Show Me the Money
Besides the technological obstacles to making video over the Internet a part of America’s viewing habits, there are also economic obstacles. In truth, no one has figured out how to make broadband entertainment pay. One reason is inherent in the medium itself. While TV broadcasters incur a large up-front cost to deliver their signals everywhere, once that investment is made, the cost per viewer to deliver a program becomes ever smaller as the audience grows. The cost of broadcasting a television program is the same, whether it is watched by one person or 60 million.Not so with the Internet. The cost of delivering a video stream to an individual over the Internet doesn’t decrease as the audience grows. Content providers must pay per-stream licensing costs to RealNetworks or Microsoft or Apple Computer, so that customers can view video in RealPlayer or Windows Media Player or QuickTime. Internet service providers also charge on a per-stream basis to carry the traffic. And expensive technology may be required to manage simultaneous requests for the same material if a site becomes wildly popular. So costs expand proportionally with the audience-and the provider never gets the benefit of scale economies.
“The early model for broadband has been TV,” says Joe Laszlo, analyst for Jupiter Research, a Web advisory company. “But broadband is exactly the opposite of the broadcast world. Your costs go up as your audience grows.” According to Jupiter, the cost of providing video streams to a thousand viewers is nearly twice the amount advertisers are willing to pay to reach those viewers. Unless some fundamental shift occurs in consumer demand, so that people will pay for broadband entertainment, or in advertising prices, so that entertainment sites can charge more than they do now, broadband Internet sites will never be profitable.
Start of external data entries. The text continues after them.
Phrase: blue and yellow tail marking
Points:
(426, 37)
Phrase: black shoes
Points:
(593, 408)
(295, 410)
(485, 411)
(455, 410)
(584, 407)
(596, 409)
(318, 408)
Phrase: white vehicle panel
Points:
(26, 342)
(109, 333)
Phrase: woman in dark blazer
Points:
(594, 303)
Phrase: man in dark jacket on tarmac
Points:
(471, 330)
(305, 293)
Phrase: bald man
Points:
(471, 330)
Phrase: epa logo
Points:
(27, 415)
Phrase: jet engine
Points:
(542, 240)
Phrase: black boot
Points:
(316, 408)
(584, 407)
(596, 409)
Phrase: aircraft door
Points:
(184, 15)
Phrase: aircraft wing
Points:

This gloomy economic reality is reshaping how broadband content providers view the Web. “People are now turning to a subscriber model instead of relying on advertising,” says Laszlo. “There’s more potential there. But with the quality of service so unpredictable, it’s difficult to say whether sites will be able to charge enough to cover their production costs.”
As a result, many of the companies offering original broadband content-Icebox, Pseudo Programs, Digital Entertainment Network and others-failed within the last year or so. What’s left in many cases are Web sites that use streaming video to promote their own products. Movie trailers. Survivor updates. World Wrestling Federation interviews. To name just a few. Sites whose purpose is to promote successful programming in other media, such as TV.
“What you see developing online is the use of three- to four-minute promotional clips,” says Daryl Schoolar, industry analyst for Cahners In-Stat Group in Scottsdale, AZ. “Until the cost to deliver streaming media comes down, that’s primarily what you are going to get.”
Even many serious broadband content developers view the Internet as just a stopping ground, using it as a test market for eventual theater showings or television syndication. Heavy.com is a mix of alternative music and crassly humorous video clips aimed at a young, urban, mostly male audience. Its “Behind the Music That Sucks” animation sequences-a takeoff on VH1’s Behind the Music docu-mentary series-skewer everyone from Britney Spears to Eminem. While the site gets a million visitors each month, cofounder Simon Assad sees it primarily as a way to promote new programs, build an audience and eventually graduate to television.
“We’re expecting the Web site to be profitable, but we’re not depending on it,” says Assad. “Instead, we’re using the Internet to promote our television programming. I don’t need a broadcast license, I don’t need a distribution network, yet I’m broadcasting television right now over the Internet.”